What a powerful image of you holding your friend. I am glad you were able to be there for her.
I find I really need that connection and I look for it where ever I can get it. I could live in my husbands embrace I think - but he needs his space too. I have also gone to my therapist and she just held me for an hour while I cried. Even the little shin squeeze my RE does when I am in the stirrups is nice and comforting.
I also hug my cats and when I am alone like I am this week (traveling for business) I bring along a pillow I can hold / hug when I am feeling lonely or vulnerable.
It would be wonderful if we more easily embraced our friends and relatives and not wait until tragedy strikes to do it. Maybe we can start a new trend. Add it to the list right after "changing the world view of infertility"
Thank for continuing to post such thought provoking comments. I hope the book is coming along well too.
Years ago,when I was looking for volunteer work, I inquired about holding premature babies only to find out that it was a really hard job to get. I thought, what could be better - holding and cooing over tiny babies who needed comfort and care? Not something I could do today, but I try to hug and hold my mum who is in a home with dementia and she loves it.
My sympathies to your friend who has lost so much.

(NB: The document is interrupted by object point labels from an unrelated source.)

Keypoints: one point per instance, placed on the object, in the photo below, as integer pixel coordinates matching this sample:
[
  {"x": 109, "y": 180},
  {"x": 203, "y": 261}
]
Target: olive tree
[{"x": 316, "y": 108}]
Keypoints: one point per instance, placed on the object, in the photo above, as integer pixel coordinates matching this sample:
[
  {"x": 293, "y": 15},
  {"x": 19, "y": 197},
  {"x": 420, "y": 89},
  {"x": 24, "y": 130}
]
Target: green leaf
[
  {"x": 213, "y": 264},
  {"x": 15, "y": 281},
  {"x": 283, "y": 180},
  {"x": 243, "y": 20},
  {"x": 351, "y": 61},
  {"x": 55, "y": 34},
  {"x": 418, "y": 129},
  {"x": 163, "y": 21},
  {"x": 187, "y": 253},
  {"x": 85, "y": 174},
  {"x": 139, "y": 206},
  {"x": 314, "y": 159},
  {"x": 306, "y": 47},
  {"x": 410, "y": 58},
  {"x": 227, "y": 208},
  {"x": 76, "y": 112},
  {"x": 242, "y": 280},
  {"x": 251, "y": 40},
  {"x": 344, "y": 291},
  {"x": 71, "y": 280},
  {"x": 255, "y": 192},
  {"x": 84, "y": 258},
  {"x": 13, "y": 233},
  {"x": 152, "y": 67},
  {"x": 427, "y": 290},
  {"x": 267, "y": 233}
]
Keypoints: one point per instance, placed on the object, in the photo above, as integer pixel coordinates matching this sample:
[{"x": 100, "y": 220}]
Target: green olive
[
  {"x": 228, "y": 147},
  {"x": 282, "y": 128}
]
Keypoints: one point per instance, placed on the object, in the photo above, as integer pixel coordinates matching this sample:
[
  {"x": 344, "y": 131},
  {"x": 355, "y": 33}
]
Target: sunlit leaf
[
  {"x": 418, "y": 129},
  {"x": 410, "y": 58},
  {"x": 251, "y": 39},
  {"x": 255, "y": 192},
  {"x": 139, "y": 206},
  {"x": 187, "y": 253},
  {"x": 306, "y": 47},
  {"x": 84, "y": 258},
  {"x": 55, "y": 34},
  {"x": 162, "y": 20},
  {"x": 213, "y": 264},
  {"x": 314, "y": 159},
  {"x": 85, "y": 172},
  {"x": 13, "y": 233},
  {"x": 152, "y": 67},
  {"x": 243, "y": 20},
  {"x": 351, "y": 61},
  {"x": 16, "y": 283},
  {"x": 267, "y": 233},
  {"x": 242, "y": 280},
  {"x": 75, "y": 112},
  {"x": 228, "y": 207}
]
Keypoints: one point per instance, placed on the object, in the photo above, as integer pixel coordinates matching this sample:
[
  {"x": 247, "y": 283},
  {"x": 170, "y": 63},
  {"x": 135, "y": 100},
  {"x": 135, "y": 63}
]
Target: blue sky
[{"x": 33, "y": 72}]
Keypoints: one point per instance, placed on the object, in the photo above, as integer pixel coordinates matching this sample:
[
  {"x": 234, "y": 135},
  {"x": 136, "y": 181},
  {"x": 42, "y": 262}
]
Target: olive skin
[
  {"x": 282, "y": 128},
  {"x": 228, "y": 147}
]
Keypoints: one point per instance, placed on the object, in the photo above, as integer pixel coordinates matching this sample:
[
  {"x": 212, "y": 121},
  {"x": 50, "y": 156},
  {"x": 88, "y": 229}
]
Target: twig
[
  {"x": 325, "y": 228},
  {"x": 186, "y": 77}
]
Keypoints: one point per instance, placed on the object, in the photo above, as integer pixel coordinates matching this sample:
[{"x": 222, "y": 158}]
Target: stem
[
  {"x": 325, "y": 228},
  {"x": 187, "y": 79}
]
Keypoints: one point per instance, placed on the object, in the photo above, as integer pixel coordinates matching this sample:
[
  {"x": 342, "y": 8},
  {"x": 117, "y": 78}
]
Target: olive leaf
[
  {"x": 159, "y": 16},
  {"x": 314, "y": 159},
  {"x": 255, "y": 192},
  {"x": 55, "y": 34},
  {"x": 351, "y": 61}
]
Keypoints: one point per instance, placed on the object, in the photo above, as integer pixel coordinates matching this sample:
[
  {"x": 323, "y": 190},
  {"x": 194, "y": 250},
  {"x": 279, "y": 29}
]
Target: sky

We have a word in Afrikaans: "velhonger" roughly translated as skin hunger, that describes the aching need to touch and be touched for more than just a quick hug. I remember when my sisters boys were babies, I couldn't bring myself to hold them for longer than a minute or so - the desire to have them sleeping in my arms, that nurturing I needed to give a child was so strong that I didn't dare give in to it even for a few minutes - I knew how excruciating it would be to tear myself loose again and then the longing would be increased millionfold when I'm alone. Since my marriage started to fall apart, it has been one of the most difficult things to deal with, and some days I think it has the power to make you physically ill - the need to cuddle up with another human being.
Deathstar's comment reminded me of the Kangaroo Care baby treatment. Here is a link - http://www.prematurity.org/baby/kangaroo.html - hope it doesn't upset anyone, my apologies in advance if it does.
I understand exactly what you mean. Very well put.
Bea
I'm sorry to hear about your friend's loss and glad you were able to be there for her. A simple hug can do so much for someone. Sometimes at my low moments of IF, I just wanted to have my mom or Best friend physically there. Its not the same over the phone.